Sure but it is also reasonable to consider that the pace of progress is not alwa...

TeMPOraL · on Nov 10, 2024

Yes, but!

Exponential pace of progress isn't usually just one thing; if you zoom in, any particular thing may plateau, but its impact compounds in enabling growth of successors, variations, and related inventions. Nor is it a smooth curve, if you look closely. I feel statements like "a 405b model is not 5 times better than a 70b model" are zooming in on a specific class of models so much you can see the pixels of the pixel grid. There's plenty of open and promising research in tweaking the current architecture in training or inference (see e.g. other thread from yesterday[0]), on top of changes to architecture, methodology, methods of controlling or running inference on exiting models by lobotomizing them or grafting networks to networks, etc. The field is burning hot right now, we're counting space between incremental improvements and interesting research directions in weeks. The overall exponent of "language models" power may just well continue when you zoom out a little bit further.

--

[0] - https://news.ycombinator.com/item?id=42093112

mewpmewp2 · on Nov 10, 2024

How do you determine the multiplier. Because e.g. there are many problems that GPT4 can solve while GPT3.5 can't. In this case it is infinitely better.

ekianjo · on Nov 11, 2024

Let's say your benchmark gets you at 60% with a 70b parameter model and you get to 65% with a 405b one, it's fairly obvious that it's just incremental progress, not a sustainable growth of capabilities per added parameter. Also, most of the data used these days for trainings these very large models is synthetic data, which is probably very low quality overall compared to human-sourced data.

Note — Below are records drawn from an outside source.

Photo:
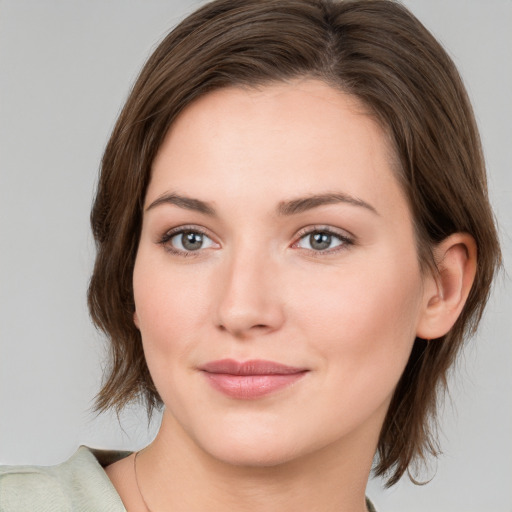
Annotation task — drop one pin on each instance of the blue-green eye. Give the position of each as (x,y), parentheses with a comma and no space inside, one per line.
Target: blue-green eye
(187,240)
(322,240)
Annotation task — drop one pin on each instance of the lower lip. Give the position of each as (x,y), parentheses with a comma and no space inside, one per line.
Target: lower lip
(249,387)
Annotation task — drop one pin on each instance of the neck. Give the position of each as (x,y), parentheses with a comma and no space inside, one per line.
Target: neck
(176,474)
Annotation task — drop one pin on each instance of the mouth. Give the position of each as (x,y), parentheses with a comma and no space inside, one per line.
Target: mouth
(252,379)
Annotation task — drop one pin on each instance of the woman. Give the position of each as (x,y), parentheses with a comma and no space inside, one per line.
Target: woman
(294,237)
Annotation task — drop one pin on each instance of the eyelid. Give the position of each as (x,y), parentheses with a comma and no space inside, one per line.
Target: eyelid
(345,236)
(168,235)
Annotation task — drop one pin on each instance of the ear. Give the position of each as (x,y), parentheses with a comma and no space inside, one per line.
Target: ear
(447,292)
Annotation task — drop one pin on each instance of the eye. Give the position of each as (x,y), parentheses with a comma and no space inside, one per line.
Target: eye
(322,240)
(184,241)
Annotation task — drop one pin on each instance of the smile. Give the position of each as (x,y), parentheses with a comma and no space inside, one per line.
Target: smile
(251,379)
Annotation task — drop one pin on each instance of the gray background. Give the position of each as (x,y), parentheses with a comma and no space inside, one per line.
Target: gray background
(65,69)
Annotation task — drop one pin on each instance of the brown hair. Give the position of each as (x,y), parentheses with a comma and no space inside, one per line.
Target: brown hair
(373,49)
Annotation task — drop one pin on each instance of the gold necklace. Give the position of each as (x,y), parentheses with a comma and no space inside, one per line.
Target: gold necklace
(137,480)
(369,505)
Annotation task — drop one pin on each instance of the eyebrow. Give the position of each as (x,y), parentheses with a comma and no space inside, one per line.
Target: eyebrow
(303,204)
(285,208)
(187,203)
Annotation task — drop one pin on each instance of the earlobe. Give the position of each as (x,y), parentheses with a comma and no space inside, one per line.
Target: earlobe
(456,259)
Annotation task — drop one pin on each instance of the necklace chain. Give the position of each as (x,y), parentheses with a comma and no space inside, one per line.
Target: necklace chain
(368,504)
(137,481)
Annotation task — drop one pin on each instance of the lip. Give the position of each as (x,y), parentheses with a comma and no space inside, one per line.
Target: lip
(252,379)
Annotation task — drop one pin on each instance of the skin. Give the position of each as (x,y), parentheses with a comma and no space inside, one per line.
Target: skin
(258,289)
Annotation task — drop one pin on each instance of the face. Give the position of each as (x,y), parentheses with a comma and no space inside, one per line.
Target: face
(277,285)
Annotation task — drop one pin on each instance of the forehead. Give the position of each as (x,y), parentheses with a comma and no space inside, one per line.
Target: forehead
(282,139)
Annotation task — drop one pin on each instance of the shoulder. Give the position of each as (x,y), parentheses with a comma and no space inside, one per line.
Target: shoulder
(79,484)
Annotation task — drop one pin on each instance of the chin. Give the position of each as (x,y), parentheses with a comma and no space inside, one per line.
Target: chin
(250,449)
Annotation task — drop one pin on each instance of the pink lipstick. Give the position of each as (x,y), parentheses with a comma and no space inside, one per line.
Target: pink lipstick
(249,380)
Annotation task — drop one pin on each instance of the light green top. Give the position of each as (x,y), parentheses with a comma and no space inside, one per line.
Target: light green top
(78,485)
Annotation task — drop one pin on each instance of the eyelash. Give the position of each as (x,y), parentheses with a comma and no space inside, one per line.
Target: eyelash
(346,241)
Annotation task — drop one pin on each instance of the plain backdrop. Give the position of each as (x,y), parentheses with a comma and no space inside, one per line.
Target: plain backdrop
(65,69)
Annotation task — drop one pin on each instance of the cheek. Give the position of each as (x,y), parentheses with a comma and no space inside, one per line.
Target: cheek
(365,319)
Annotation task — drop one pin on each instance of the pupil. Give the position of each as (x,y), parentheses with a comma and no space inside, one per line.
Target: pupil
(192,241)
(320,241)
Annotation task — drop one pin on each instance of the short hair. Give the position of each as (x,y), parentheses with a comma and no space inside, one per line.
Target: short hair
(374,50)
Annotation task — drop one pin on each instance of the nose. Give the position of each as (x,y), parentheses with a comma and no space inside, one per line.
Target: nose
(249,303)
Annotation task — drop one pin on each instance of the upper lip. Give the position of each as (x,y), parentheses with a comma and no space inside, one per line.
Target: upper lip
(251,367)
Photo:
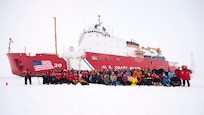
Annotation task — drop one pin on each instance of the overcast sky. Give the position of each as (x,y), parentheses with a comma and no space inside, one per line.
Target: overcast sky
(176,26)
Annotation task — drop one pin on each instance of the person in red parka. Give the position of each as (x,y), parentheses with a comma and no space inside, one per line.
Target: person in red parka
(185,75)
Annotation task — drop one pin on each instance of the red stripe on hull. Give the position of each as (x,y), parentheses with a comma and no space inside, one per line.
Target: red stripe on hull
(20,61)
(102,61)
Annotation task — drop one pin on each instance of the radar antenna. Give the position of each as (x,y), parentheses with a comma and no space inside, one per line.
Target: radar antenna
(99,21)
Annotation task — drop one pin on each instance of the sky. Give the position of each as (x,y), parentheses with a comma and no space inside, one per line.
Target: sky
(175,26)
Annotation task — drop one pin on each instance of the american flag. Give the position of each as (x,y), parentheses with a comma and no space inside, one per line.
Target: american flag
(42,65)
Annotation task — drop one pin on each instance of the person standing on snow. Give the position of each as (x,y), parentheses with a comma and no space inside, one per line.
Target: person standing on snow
(185,75)
(27,74)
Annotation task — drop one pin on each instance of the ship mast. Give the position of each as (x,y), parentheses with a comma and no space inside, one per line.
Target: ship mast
(99,21)
(55,34)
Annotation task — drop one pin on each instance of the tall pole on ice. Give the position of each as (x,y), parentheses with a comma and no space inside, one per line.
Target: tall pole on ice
(55,34)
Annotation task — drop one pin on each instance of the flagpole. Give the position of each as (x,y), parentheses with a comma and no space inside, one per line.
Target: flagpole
(9,48)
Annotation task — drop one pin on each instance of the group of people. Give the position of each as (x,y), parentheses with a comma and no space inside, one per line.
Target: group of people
(134,77)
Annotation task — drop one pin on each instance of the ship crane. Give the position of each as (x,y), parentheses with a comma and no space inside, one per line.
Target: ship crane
(151,48)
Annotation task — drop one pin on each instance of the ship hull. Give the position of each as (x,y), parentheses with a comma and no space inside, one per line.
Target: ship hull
(38,64)
(100,61)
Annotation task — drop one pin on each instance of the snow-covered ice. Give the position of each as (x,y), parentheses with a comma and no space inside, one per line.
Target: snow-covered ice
(38,99)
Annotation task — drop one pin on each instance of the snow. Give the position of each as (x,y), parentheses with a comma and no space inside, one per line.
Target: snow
(37,99)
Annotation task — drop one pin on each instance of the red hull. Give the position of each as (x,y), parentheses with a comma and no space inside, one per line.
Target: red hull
(106,61)
(20,61)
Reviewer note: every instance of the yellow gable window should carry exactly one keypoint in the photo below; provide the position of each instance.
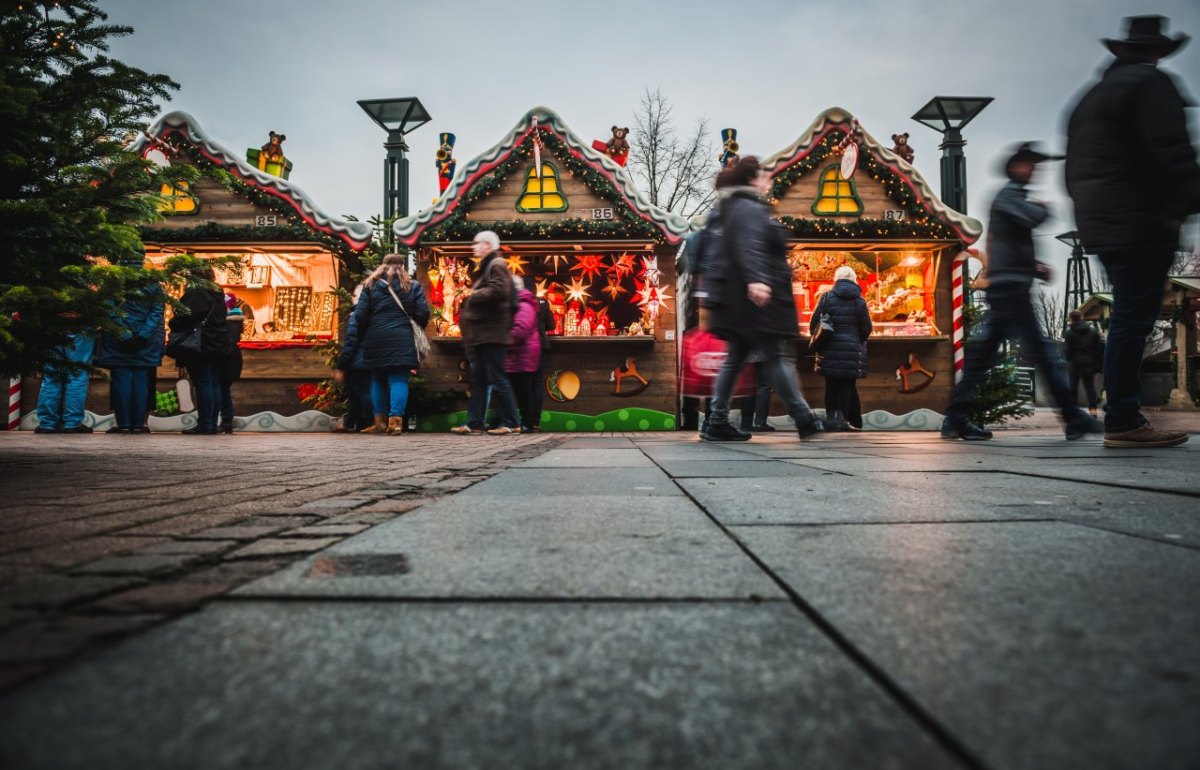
(541, 194)
(837, 197)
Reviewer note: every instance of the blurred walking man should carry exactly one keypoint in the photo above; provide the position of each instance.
(1132, 172)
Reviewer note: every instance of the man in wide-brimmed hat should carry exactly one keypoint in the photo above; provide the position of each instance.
(1012, 269)
(1132, 172)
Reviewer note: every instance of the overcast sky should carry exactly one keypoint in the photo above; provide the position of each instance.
(762, 66)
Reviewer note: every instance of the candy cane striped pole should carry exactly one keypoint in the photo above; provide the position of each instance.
(958, 270)
(15, 403)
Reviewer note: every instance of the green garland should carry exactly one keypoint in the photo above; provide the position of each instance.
(457, 228)
(917, 222)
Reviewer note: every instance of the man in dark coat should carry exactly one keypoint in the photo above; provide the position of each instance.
(1012, 268)
(1133, 175)
(1085, 356)
(486, 323)
(751, 307)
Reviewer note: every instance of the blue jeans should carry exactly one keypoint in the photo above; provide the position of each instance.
(130, 386)
(487, 370)
(226, 410)
(207, 383)
(389, 391)
(779, 367)
(1011, 317)
(60, 401)
(1139, 280)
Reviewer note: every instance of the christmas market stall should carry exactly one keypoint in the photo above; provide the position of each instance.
(283, 272)
(847, 199)
(570, 218)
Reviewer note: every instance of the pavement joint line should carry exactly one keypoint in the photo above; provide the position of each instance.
(909, 704)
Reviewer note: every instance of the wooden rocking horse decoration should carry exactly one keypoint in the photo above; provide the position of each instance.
(622, 372)
(910, 367)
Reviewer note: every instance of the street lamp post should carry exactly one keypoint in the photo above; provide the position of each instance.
(947, 115)
(397, 116)
(1079, 275)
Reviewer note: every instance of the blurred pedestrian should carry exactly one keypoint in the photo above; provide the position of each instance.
(843, 361)
(132, 355)
(525, 353)
(64, 391)
(389, 305)
(207, 310)
(751, 305)
(1133, 175)
(232, 361)
(1085, 358)
(352, 371)
(1012, 269)
(486, 324)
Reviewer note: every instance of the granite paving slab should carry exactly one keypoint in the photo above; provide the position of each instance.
(575, 482)
(504, 547)
(366, 685)
(1041, 645)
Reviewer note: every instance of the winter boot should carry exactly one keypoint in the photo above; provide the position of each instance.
(381, 425)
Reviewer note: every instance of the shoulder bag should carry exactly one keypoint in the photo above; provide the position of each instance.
(420, 342)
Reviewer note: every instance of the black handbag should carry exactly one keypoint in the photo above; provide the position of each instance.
(823, 334)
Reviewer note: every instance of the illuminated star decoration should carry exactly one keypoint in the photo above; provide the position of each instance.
(553, 259)
(653, 296)
(589, 265)
(613, 289)
(577, 290)
(516, 264)
(651, 269)
(622, 265)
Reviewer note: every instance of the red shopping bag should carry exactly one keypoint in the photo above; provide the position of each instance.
(703, 353)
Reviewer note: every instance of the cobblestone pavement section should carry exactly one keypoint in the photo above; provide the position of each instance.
(106, 535)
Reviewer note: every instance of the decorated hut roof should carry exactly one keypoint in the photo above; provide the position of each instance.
(637, 216)
(925, 215)
(355, 235)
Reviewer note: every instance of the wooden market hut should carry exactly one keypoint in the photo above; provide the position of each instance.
(569, 216)
(288, 253)
(905, 246)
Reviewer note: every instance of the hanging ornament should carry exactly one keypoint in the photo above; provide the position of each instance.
(553, 259)
(613, 289)
(516, 264)
(622, 265)
(577, 290)
(589, 265)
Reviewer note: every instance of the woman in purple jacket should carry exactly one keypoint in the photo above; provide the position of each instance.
(523, 355)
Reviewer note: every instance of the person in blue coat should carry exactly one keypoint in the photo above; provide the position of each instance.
(389, 305)
(352, 371)
(844, 360)
(132, 355)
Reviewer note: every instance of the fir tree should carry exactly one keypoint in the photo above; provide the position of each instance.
(71, 192)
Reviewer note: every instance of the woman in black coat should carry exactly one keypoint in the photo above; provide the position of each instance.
(750, 299)
(205, 305)
(844, 360)
(382, 318)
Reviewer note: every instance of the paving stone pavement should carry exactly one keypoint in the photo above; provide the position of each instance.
(100, 535)
(619, 601)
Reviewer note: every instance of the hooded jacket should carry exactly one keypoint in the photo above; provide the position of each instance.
(846, 353)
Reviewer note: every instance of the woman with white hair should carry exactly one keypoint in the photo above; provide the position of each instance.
(383, 318)
(843, 361)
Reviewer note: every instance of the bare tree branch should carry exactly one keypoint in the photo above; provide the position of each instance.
(675, 172)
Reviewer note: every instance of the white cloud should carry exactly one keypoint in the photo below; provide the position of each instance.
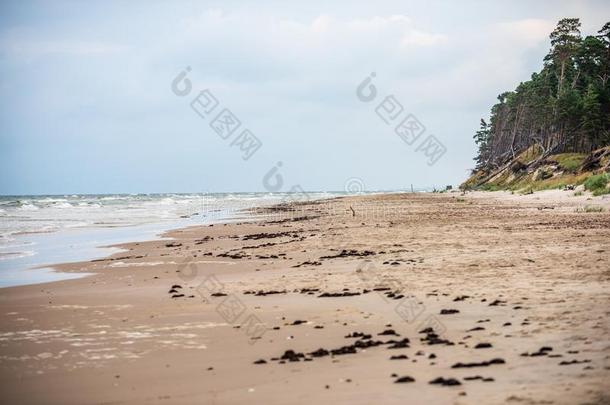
(34, 48)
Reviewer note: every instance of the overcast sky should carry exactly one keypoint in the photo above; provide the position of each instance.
(87, 104)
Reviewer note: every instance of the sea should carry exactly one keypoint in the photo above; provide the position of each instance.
(37, 232)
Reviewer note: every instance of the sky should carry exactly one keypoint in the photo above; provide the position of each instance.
(91, 101)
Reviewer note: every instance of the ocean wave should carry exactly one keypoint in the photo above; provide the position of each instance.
(28, 207)
(16, 255)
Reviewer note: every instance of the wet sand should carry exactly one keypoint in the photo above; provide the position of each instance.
(402, 298)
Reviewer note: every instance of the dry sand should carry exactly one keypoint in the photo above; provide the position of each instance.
(529, 276)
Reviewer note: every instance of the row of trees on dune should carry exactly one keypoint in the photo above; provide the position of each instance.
(563, 108)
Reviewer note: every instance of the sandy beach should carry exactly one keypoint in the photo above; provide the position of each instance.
(391, 298)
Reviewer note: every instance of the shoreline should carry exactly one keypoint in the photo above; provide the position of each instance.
(518, 274)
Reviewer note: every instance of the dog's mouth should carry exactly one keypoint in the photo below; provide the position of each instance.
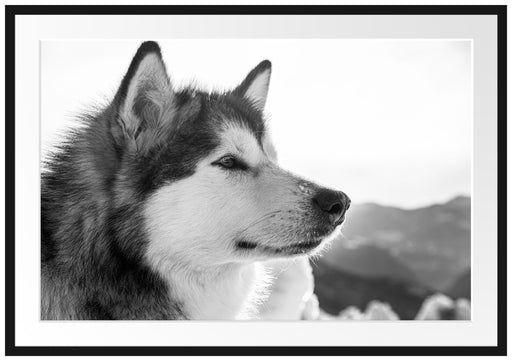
(292, 249)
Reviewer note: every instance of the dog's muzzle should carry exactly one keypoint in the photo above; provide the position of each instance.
(332, 204)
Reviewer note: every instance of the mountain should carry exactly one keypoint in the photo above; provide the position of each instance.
(367, 260)
(461, 287)
(337, 290)
(431, 244)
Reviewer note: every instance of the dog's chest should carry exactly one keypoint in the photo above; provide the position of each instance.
(222, 294)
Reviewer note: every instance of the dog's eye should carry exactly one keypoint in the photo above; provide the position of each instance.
(231, 162)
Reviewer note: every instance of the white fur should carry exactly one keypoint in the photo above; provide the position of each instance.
(194, 224)
(258, 89)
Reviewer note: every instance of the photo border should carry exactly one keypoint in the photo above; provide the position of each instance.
(11, 11)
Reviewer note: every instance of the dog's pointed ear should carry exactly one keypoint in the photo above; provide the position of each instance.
(255, 85)
(143, 88)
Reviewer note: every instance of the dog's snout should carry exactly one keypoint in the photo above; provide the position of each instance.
(332, 203)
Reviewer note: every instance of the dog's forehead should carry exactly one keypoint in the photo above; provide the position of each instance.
(241, 140)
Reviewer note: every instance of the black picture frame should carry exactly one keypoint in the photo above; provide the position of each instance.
(10, 19)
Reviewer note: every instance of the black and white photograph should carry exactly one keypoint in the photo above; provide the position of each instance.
(255, 180)
(332, 181)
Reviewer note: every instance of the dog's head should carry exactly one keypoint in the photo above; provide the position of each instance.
(213, 192)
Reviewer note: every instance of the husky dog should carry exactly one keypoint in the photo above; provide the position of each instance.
(165, 204)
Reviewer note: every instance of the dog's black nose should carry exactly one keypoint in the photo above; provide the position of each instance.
(332, 203)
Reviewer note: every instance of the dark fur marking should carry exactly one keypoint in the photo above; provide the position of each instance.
(246, 245)
(92, 246)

mewpmewp2 · on Nov 12, 2024

But so if there's a benchmark that a model scores at 60%, does it mean that it's literally impossible to make anything that could be more than 67% better?

E.g. if someone scores 60% at a high school exam, is it impossible for anyone to be more than 67% smarter than this person at that subject?

Then what if you have another benchmark where GPT3.5 scores 0%, but GPT4 scores 2%. Does it make GPT4 infinitely better?

E.g. supposedly there was one LLM that did 2% in FrontierMath.